Buffy likens electronic painting to "painting with light". Working on her Macintosh at home, she has used the entire 15 year history of digital imaging software, using mainly Photoshop these days, combining colours and light, sometimes with scanned-in realities (photos, fabrics, feathers and beads) and over-painting with metallic dyes to create huge, brilliantly coloured paintings which she describes as being "both reflective and deep, like new car paint". Her works have graced the covers of Art Focus and Talking Stick magazines and been featured in MS. Magazine, Yahoo, and USA Today.
An early Macintosh pioneer in digital art and music, by 1994 Buffy Sainte-Marie's huge works were among the first to be seen in museums and galleries across North America: the Glenbow Museum (Calgary), the Emily Carr Gallery (Vancouver), the Mackenzie Gallery (Regina), the Institute for American Indian Art Museum (Santa Fe), The Isaacs Gallery (Toronto), Ramscale Gallery (New York), the G.O.C.A.I.A. Gallery, (Tucson) and the Tucson Museum of Art. The images are created as very limited edition Ilfordchrome photographic prints, ranging in size from two feet to nine feet high. The pieces are then framed and exhibited in galleries, both physical and virtual. For more information, contact webmaster@creative-native.com.

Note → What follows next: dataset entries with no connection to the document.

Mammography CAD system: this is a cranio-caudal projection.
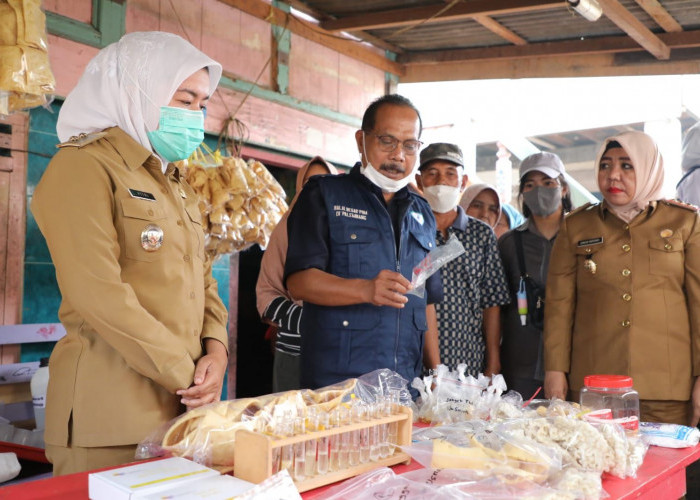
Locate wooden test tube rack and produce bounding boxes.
[233,406,413,493]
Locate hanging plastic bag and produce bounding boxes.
[0,0,56,115]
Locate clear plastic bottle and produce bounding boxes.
[29,358,49,430]
[580,375,639,431]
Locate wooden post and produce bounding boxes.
[226,252,240,399]
[0,112,29,364]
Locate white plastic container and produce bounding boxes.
[29,358,49,430]
[580,375,639,432]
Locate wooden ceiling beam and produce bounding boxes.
[598,0,671,60]
[473,15,527,45]
[635,0,683,33]
[399,54,700,83]
[219,0,404,76]
[287,0,404,54]
[398,30,700,65]
[321,0,565,31]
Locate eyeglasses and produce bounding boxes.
[365,132,423,155]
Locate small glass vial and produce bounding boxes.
[580,375,639,431]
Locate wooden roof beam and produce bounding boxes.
[474,15,527,45]
[219,0,404,76]
[598,0,671,60]
[321,0,565,31]
[635,0,683,33]
[398,30,700,65]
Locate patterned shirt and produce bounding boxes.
[435,206,510,376]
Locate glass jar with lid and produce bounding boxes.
[580,375,639,430]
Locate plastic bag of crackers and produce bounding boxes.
[181,151,288,256]
[0,0,55,115]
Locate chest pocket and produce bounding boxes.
[120,199,168,262]
[331,226,381,279]
[574,243,610,291]
[649,238,684,276]
[185,203,204,260]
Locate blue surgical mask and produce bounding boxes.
[148,106,204,161]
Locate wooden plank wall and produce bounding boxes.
[46,0,384,164]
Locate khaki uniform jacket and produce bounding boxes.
[31,128,228,447]
[544,201,700,401]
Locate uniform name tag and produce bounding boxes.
[576,236,603,247]
[129,189,156,201]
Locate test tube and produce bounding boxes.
[328,408,341,471]
[266,418,282,474]
[389,391,399,455]
[348,394,362,467]
[316,412,329,474]
[338,404,350,470]
[279,414,294,475]
[379,396,391,458]
[304,408,318,477]
[294,417,306,481]
[360,404,372,464]
[367,400,382,462]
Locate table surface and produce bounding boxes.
[5,445,700,500]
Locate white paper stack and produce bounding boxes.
[88,457,219,500]
[131,476,255,500]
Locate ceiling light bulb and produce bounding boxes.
[567,0,603,21]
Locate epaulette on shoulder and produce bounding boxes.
[661,200,700,212]
[56,132,107,148]
[566,202,598,217]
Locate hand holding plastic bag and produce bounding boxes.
[408,234,465,298]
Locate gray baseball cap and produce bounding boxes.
[418,142,464,170]
[520,152,566,179]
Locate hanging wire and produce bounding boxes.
[386,0,464,40]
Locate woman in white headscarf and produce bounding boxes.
[459,183,501,229]
[544,132,700,426]
[31,32,228,475]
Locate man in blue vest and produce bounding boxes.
[285,95,442,388]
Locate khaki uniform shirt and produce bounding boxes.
[31,128,228,447]
[544,201,700,401]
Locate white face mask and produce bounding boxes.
[423,184,462,214]
[360,132,418,193]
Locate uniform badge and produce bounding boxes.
[141,224,163,252]
[129,189,156,201]
[576,236,603,248]
[583,255,598,274]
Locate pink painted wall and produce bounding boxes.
[44,0,384,164]
[42,0,92,24]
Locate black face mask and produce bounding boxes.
[523,186,562,217]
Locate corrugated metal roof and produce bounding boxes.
[292,0,700,81]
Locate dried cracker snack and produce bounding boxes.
[180,152,288,256]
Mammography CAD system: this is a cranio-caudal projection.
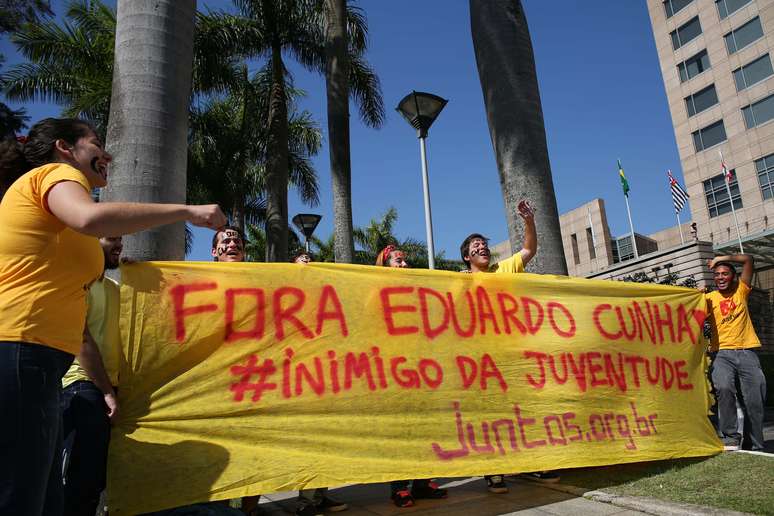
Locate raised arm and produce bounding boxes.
[709,254,755,287]
[518,201,537,267]
[47,181,226,237]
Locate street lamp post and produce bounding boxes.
[293,213,322,253]
[395,91,448,269]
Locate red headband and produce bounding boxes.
[382,244,395,263]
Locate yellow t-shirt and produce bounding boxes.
[62,277,121,387]
[0,163,103,355]
[704,281,761,350]
[489,251,524,274]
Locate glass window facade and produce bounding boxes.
[664,0,696,18]
[755,154,774,200]
[670,16,704,50]
[685,84,718,116]
[720,0,752,20]
[742,95,774,129]
[677,50,710,82]
[724,16,763,55]
[734,54,774,91]
[692,120,726,152]
[704,170,742,218]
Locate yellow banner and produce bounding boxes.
[108,262,722,515]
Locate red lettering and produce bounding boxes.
[446,290,476,337]
[677,305,701,344]
[481,353,508,392]
[675,360,693,391]
[169,282,218,342]
[226,288,266,342]
[316,285,349,337]
[274,287,314,340]
[524,351,548,389]
[653,305,675,344]
[586,351,608,387]
[497,292,527,335]
[456,355,478,390]
[417,287,450,339]
[592,304,623,340]
[546,301,575,339]
[476,287,500,335]
[419,358,443,389]
[390,357,420,389]
[344,352,376,391]
[379,287,419,335]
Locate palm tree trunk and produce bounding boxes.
[104,0,196,260]
[470,0,567,274]
[266,45,289,262]
[325,0,355,263]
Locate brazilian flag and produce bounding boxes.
[618,159,629,197]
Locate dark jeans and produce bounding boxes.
[0,342,73,516]
[390,478,430,494]
[712,349,766,450]
[62,381,110,516]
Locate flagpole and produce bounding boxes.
[718,151,744,254]
[618,159,640,259]
[624,195,640,260]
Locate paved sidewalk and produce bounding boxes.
[259,477,646,516]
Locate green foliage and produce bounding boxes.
[245,224,304,262]
[188,67,322,228]
[0,0,54,34]
[0,0,116,135]
[310,207,464,271]
[620,271,699,288]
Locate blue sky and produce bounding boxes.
[0,0,689,260]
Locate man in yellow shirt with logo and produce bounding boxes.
[705,254,766,451]
[62,237,123,516]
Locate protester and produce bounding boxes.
[293,251,312,265]
[0,118,226,516]
[705,254,766,451]
[376,244,449,507]
[62,237,123,516]
[460,201,559,494]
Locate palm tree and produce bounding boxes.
[98,0,196,260]
[2,0,116,135]
[188,67,322,230]
[470,0,567,274]
[325,0,355,263]
[2,0,239,135]
[212,0,384,261]
[245,224,304,262]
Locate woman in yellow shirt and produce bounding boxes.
[0,118,226,515]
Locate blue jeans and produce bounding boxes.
[712,349,766,450]
[0,342,73,516]
[62,381,110,516]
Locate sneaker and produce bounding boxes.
[390,489,414,508]
[411,480,449,500]
[519,471,559,484]
[315,496,349,512]
[484,475,508,494]
[721,437,739,451]
[296,504,325,516]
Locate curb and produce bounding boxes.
[540,484,750,516]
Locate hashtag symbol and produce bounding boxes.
[231,355,277,401]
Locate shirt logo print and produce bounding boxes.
[720,299,736,317]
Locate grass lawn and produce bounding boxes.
[561,453,774,514]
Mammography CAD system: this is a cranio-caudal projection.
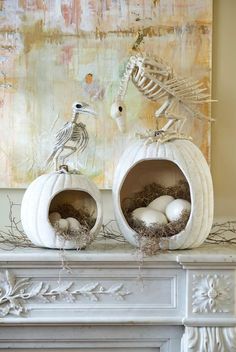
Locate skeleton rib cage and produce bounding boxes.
[117,54,212,130]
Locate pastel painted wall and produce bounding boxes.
[212,0,236,219]
[0,0,236,231]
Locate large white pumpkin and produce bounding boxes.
[113,139,213,249]
[21,172,102,249]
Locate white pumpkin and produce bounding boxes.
[21,172,102,249]
[113,139,213,249]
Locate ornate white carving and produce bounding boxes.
[192,274,233,313]
[181,327,236,352]
[0,270,131,317]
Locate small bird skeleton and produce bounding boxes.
[46,102,96,170]
[111,53,212,142]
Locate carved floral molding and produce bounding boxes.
[192,274,233,313]
[181,327,236,352]
[0,270,131,317]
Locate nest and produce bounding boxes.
[122,181,191,255]
[51,203,96,249]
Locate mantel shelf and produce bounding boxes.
[0,241,236,352]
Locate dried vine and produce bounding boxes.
[0,197,236,250]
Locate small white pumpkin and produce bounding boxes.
[49,211,61,226]
[112,139,213,249]
[21,172,102,249]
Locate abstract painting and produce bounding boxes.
[0,0,212,189]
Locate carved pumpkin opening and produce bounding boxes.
[120,159,191,245]
[48,190,97,239]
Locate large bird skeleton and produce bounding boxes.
[46,102,96,170]
[111,53,212,140]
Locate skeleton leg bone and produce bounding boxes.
[61,145,77,165]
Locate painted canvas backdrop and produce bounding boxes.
[0,0,212,188]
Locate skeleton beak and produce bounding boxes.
[81,105,97,118]
[111,100,126,133]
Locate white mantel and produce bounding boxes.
[0,242,236,352]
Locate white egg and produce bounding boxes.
[55,219,69,232]
[166,199,191,221]
[132,207,167,226]
[48,211,61,226]
[66,218,81,231]
[148,195,174,213]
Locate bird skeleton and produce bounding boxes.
[111,53,212,140]
[46,102,96,170]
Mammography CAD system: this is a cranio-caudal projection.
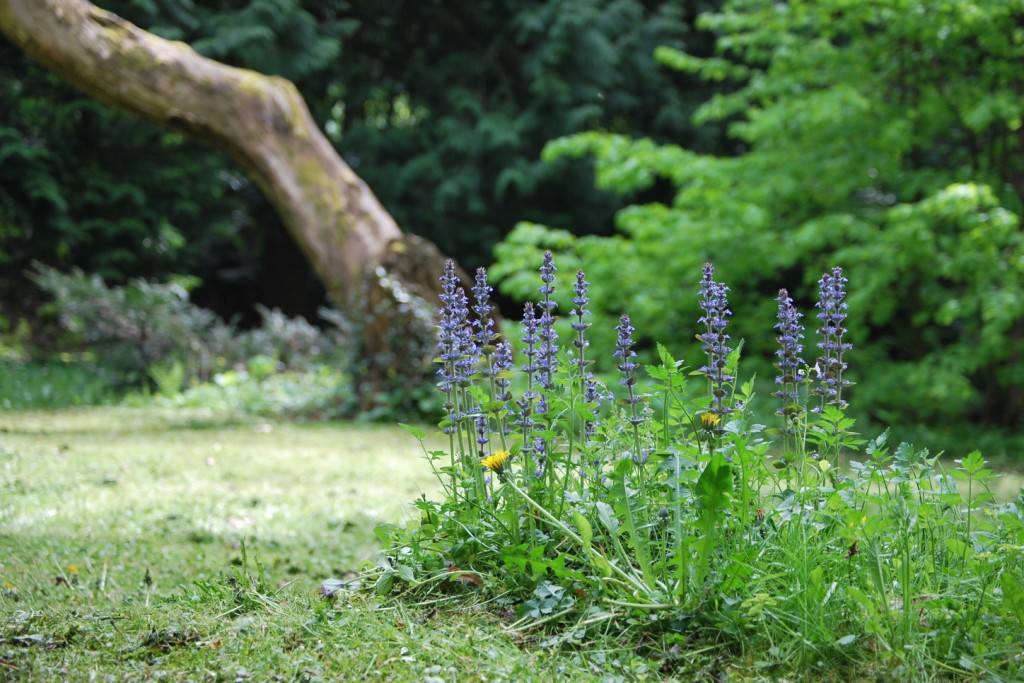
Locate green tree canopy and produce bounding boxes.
[0,0,721,327]
[491,0,1024,438]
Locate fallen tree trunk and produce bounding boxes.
[0,0,456,408]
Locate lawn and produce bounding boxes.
[0,409,626,681]
[0,408,1020,681]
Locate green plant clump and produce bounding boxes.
[373,252,1024,680]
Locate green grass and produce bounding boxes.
[0,357,117,411]
[0,409,671,681]
[0,409,1020,681]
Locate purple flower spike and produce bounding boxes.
[814,267,853,412]
[699,263,735,416]
[537,251,558,395]
[614,315,643,426]
[772,290,804,434]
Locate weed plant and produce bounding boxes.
[373,252,1024,679]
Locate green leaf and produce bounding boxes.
[694,453,732,589]
[398,422,427,441]
[572,510,594,553]
[999,568,1024,626]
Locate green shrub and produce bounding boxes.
[367,252,1024,680]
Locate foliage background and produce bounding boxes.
[0,0,1024,448]
[487,0,1024,448]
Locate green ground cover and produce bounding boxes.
[0,408,1021,681]
[0,409,615,681]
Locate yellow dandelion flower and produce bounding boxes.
[700,413,722,429]
[480,451,509,474]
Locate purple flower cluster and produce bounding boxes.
[772,290,804,433]
[473,268,496,356]
[699,263,735,416]
[437,259,476,428]
[537,251,558,397]
[814,267,853,412]
[614,315,643,427]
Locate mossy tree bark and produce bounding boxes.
[0,0,456,407]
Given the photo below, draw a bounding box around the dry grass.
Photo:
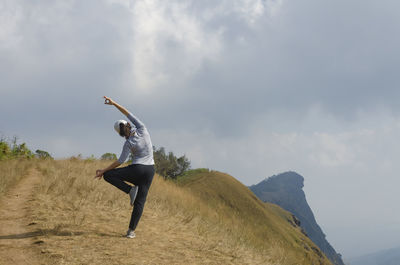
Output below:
[28,161,272,264]
[0,159,35,199]
[1,160,330,265]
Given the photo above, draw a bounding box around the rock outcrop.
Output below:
[250,172,344,265]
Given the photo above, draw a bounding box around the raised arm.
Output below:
[104,96,145,128]
[104,96,129,116]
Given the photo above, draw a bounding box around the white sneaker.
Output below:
[129,186,139,206]
[126,228,136,238]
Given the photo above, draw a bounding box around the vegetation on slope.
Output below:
[180,170,330,265]
[0,158,330,265]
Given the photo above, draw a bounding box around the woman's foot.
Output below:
[126,228,136,238]
[129,186,139,206]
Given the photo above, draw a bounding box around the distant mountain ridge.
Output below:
[249,171,344,265]
[349,247,400,265]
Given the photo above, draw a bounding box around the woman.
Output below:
[95,97,154,238]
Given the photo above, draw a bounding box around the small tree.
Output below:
[101,153,117,160]
[0,139,11,160]
[35,149,53,159]
[153,147,190,179]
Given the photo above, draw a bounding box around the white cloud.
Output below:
[132,0,223,92]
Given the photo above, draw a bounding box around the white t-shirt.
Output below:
[118,113,154,165]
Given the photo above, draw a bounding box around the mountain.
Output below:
[180,168,331,265]
[348,247,400,265]
[250,171,344,265]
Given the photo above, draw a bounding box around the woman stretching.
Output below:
[95,97,154,238]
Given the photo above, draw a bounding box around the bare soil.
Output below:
[0,170,41,265]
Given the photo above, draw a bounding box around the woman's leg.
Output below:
[129,165,154,230]
[103,166,134,193]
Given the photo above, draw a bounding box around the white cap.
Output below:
[114,120,128,134]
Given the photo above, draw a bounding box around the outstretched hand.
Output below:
[104,96,115,105]
[94,169,104,180]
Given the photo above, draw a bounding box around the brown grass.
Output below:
[0,159,35,199]
[0,159,330,265]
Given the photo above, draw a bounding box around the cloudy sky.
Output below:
[0,0,400,257]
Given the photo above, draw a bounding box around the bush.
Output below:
[0,137,35,160]
[35,149,53,159]
[153,147,190,179]
[100,153,117,160]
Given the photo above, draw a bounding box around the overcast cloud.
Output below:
[0,0,400,257]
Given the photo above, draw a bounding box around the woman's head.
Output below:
[114,120,132,137]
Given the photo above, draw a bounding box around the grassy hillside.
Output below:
[0,160,330,265]
[180,171,330,265]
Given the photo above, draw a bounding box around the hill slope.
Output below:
[181,168,330,265]
[250,172,344,265]
[0,160,330,265]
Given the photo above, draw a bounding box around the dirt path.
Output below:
[0,170,40,265]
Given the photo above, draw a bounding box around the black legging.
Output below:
[103,164,154,230]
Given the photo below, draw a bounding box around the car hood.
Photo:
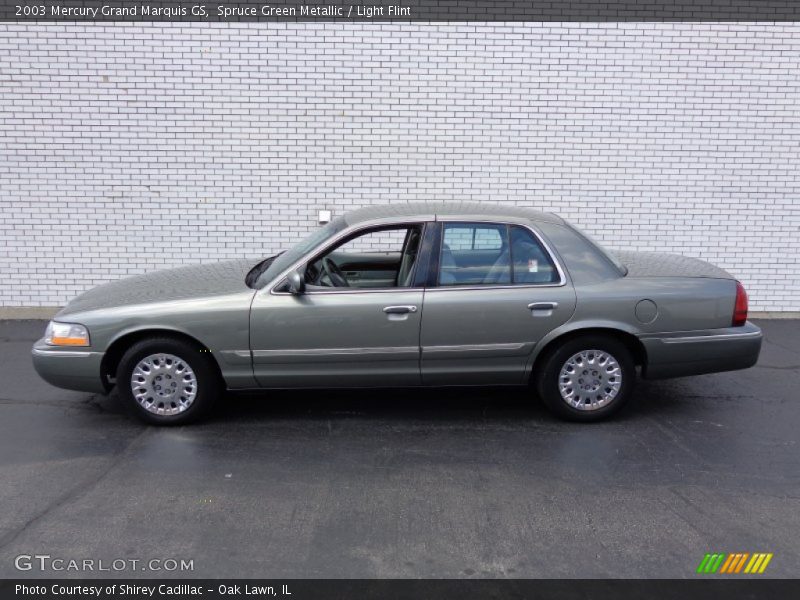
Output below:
[614,251,734,279]
[56,259,258,317]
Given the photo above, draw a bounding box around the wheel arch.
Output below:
[527,323,647,379]
[100,327,224,391]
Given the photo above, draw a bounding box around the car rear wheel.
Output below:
[117,337,222,425]
[536,335,636,422]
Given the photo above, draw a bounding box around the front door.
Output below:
[420,223,575,385]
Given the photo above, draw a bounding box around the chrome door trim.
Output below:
[253,346,419,358]
[422,342,531,353]
[656,331,762,344]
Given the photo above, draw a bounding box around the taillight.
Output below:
[731,281,747,327]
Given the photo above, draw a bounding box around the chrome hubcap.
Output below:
[131,354,197,416]
[558,350,622,410]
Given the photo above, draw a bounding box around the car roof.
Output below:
[344,202,564,225]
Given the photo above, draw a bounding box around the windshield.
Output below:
[255,217,347,289]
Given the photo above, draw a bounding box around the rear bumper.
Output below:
[31,340,107,393]
[639,321,763,379]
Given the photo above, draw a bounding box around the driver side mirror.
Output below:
[286,271,306,296]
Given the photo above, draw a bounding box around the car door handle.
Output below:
[528,302,558,317]
[383,304,417,315]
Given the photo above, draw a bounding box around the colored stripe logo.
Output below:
[697,552,773,575]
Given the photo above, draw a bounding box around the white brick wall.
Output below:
[0,23,800,311]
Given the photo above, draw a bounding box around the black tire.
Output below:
[534,335,636,423]
[117,337,223,425]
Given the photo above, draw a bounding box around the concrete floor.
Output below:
[0,321,800,578]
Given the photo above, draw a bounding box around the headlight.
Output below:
[44,321,89,346]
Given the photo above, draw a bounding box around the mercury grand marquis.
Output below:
[33,204,762,425]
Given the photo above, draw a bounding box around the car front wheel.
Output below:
[535,335,636,422]
[117,337,222,425]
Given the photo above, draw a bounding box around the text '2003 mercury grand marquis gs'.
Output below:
[33,204,762,424]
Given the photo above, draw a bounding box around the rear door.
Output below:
[420,222,575,385]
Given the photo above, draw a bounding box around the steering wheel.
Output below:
[322,256,350,287]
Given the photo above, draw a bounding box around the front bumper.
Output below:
[31,339,107,393]
[639,321,763,379]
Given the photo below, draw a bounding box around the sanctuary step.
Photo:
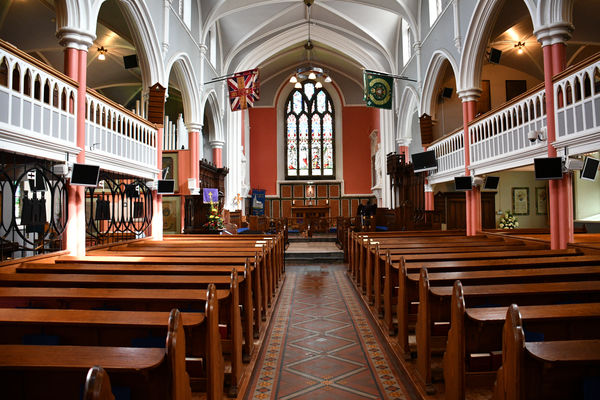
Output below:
[285,235,344,262]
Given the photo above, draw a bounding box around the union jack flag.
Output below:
[227,68,260,111]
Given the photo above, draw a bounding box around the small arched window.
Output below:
[284,81,335,179]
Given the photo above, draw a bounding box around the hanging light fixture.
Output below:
[98,46,108,61]
[515,40,525,54]
[290,0,332,85]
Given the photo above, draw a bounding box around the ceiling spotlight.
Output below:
[515,41,525,54]
[98,46,108,61]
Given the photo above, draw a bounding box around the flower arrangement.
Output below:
[203,207,225,231]
[499,210,519,229]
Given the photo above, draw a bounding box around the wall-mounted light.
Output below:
[98,46,108,61]
[515,41,525,54]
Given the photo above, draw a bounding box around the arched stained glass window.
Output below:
[284,81,335,179]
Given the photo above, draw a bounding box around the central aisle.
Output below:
[246,264,412,399]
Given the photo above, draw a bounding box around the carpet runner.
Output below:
[246,265,412,399]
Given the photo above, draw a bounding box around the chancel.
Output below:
[0,0,600,400]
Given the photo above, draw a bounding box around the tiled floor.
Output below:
[246,264,412,399]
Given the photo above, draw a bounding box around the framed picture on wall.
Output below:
[535,186,548,215]
[163,196,181,234]
[512,188,529,215]
[159,152,179,192]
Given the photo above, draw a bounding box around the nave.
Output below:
[246,264,416,400]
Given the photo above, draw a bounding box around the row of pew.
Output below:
[0,234,284,400]
[347,231,600,399]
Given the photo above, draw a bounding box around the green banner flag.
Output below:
[363,71,394,110]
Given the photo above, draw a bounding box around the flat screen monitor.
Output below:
[454,176,473,191]
[412,150,437,172]
[533,157,562,181]
[71,163,100,187]
[579,157,600,181]
[156,179,175,194]
[483,176,500,190]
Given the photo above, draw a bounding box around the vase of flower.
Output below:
[203,207,225,233]
[498,210,519,229]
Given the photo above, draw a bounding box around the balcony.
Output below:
[0,40,158,178]
[429,54,600,183]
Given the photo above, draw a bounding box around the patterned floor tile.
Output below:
[246,265,409,400]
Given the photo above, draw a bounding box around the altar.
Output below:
[290,205,329,236]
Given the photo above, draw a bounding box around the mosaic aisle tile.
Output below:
[246,266,410,400]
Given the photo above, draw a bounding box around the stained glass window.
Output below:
[285,81,335,179]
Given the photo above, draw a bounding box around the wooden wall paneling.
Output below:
[329,183,340,198]
[341,199,350,217]
[317,185,327,197]
[350,199,359,217]
[271,199,281,218]
[281,185,292,199]
[281,200,292,218]
[293,185,304,199]
[329,199,340,217]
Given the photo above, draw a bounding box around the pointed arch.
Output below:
[166,52,202,122]
[455,0,539,92]
[396,85,421,145]
[420,49,458,115]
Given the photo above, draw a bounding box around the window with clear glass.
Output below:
[284,81,335,179]
[429,0,442,26]
[402,19,412,65]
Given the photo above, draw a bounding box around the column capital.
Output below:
[56,27,96,51]
[533,22,574,47]
[185,122,203,132]
[456,88,481,103]
[208,140,225,149]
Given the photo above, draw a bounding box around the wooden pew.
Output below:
[0,270,242,393]
[366,242,548,316]
[55,251,274,324]
[83,366,115,400]
[494,304,600,400]
[415,268,600,391]
[383,248,584,340]
[0,308,196,400]
[22,257,266,337]
[440,282,600,400]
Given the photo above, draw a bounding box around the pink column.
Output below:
[241,110,245,155]
[188,131,200,188]
[463,100,481,236]
[150,125,163,240]
[63,47,87,256]
[542,46,566,249]
[213,147,223,168]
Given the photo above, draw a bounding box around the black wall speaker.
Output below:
[490,47,502,64]
[442,88,452,99]
[123,54,138,69]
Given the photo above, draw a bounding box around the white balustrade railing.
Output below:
[427,129,465,176]
[469,88,546,165]
[85,91,158,168]
[554,56,600,141]
[0,41,78,147]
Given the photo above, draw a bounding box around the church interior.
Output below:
[0,0,600,400]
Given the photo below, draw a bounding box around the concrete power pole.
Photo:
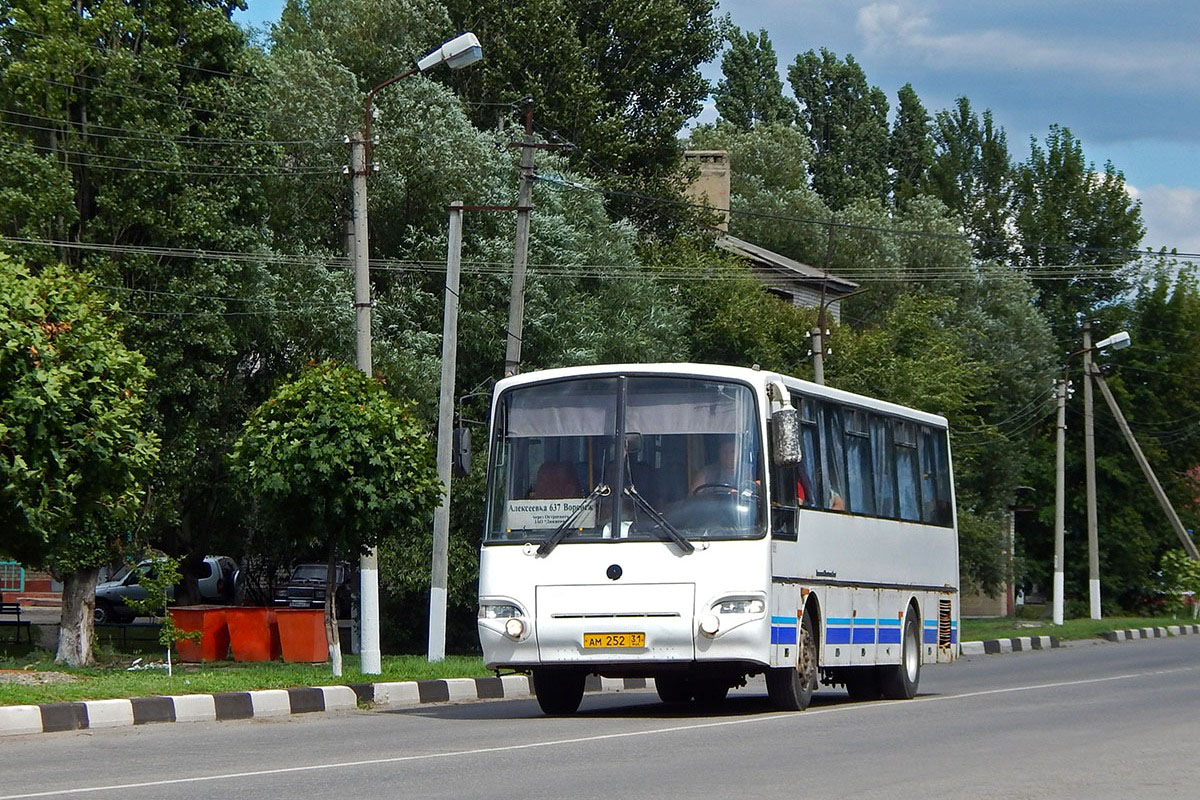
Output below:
[504,102,536,378]
[1094,372,1200,560]
[1084,320,1102,619]
[350,131,383,675]
[1054,378,1067,625]
[428,200,463,661]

Buffy Sainte-Marie was very early with digital art and, as digital media caught on, Buffy assisted many other artists in understanding computers as an additional tool for real art. She was keynote speaker at the Interactive '96 conference (in Toronto), where her digital images were exhibited amidst great media attention. Singing a concert with the Regina Symphony with her magnificent huge digital paintings exhibited in the foyer of the concert hall, her continuing theme Cyberskins: Live and Interactive crossed media boundaries, always emphasizing how Indians are alive and thriving even within the digital revolution.